Era sábado por la noche y hacía calor. A los muchachos de las gorras con la visera en el cogote aún les quedaba energía que gastar encima del monopatín. Yo los contemplaba asomado a la ventana de la habitación en la que escribo, mientras que a mi espalda se desataba un huracán de guitarras eléctricas en plena distorsión.
No era el único espectador, por supuesto. A esa hora había multitud de ventanas —y balcones— abiertas a la gran ciudad, que vomitaban ritmos enloquecidos a gran volumen desde los amplificadores de su interior. Algunos pisos, sobre todo los del casco viejo, vibraban por los tonos de baja frecuencia, y los coches aceleraban con brusquedad o emprendían viajes sin retorno.
En verano, los sábados por la noche todo parecía ir más rápido. La gran masa unisex de adolescentes que veía pasar ignoraba a los chicos del monopatín. Nunca se subirían en uno, pero también vivían a gran velocidad.

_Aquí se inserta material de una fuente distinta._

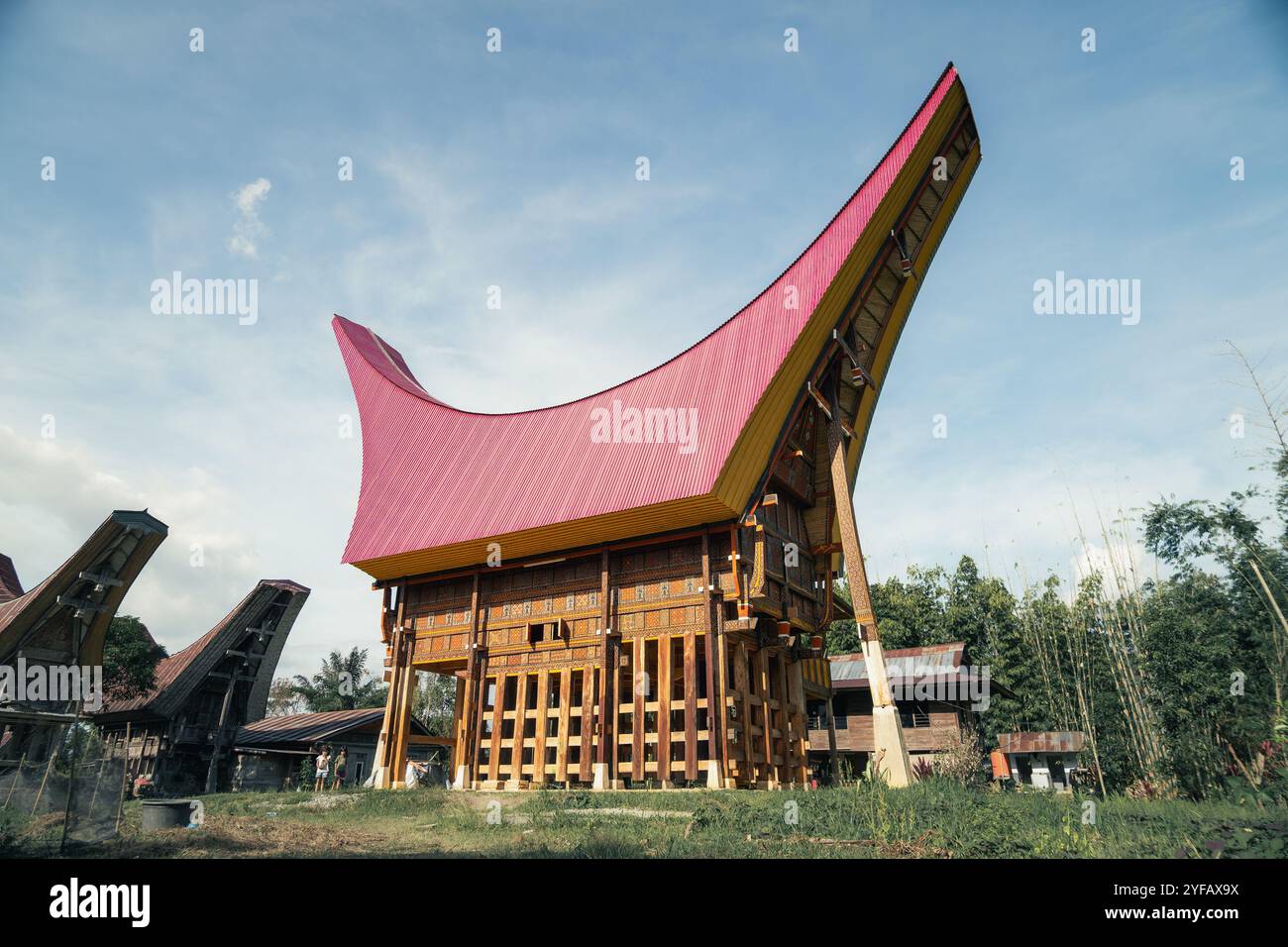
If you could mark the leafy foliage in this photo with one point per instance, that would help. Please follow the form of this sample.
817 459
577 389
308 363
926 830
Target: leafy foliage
130 659
342 684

Muchos de esos chavales, excelentes personas unos, retrasados mentales otros, se han depilado de arriba abajo mientras fantaseaban con conseguir el sexo de ciencia ficción que existe en su imaginación. Y antes de salir se han mirado cien veces en el espejo hasta convencerse de que tienen la barba bien arreglada.
Algunos de ellos follarán, sí. Y otros acabarán con una botella de alcohol en la mano y un porro en la otra, intentado entender qué coño buscan en realidad esas chicas. Claro que también es posible que alquilen los servicios de alguna puta si la necesidad acucia.
Por otro lado, muchas de esas chicas, magníficas personas unas y subnormales otras, también habrán rasurado sus cuerpos porque no son ella, y maquillado sus rostros con la ilusión de ese polvo histórico con un chico que no existe. O mejor aún: ese ideal que tan bien ha vendido la industria del romance cinematográfico más taquillero.
Muchas de ellas se han embutido en ropa dos tallas menores, aunque sus carnes pugnen por liberarse y alucinen al ciudadano, a partes iguales, ante tal carencia de complejo y abundancia en lo grotesco.
Algunas de ellas también follarán, claro. Y las que no se follarán a sí mismas en la fría soledad de su cama, a no ser que reduzcan la altura de su listón para acabar con el tipo más gilipollas del local; cuando no el más indeseable.
La noche del sábado acababa de empezar y su final ya estaba definido de antemano. Era una fuga imposible plagada de decisiones erróneas. Un territorio mil veces explorado que hace tiempo dejó de interesarme. Quizá por demasiado viejo; puede que por demasiado harto. Por eso tú y yo, querida desconocida, ya nunca coincidiremos.
A no ser que, pese a la distancia, advirtamos el cruce de nuestras miradas la próxima vez que nos asomemos a la ventana.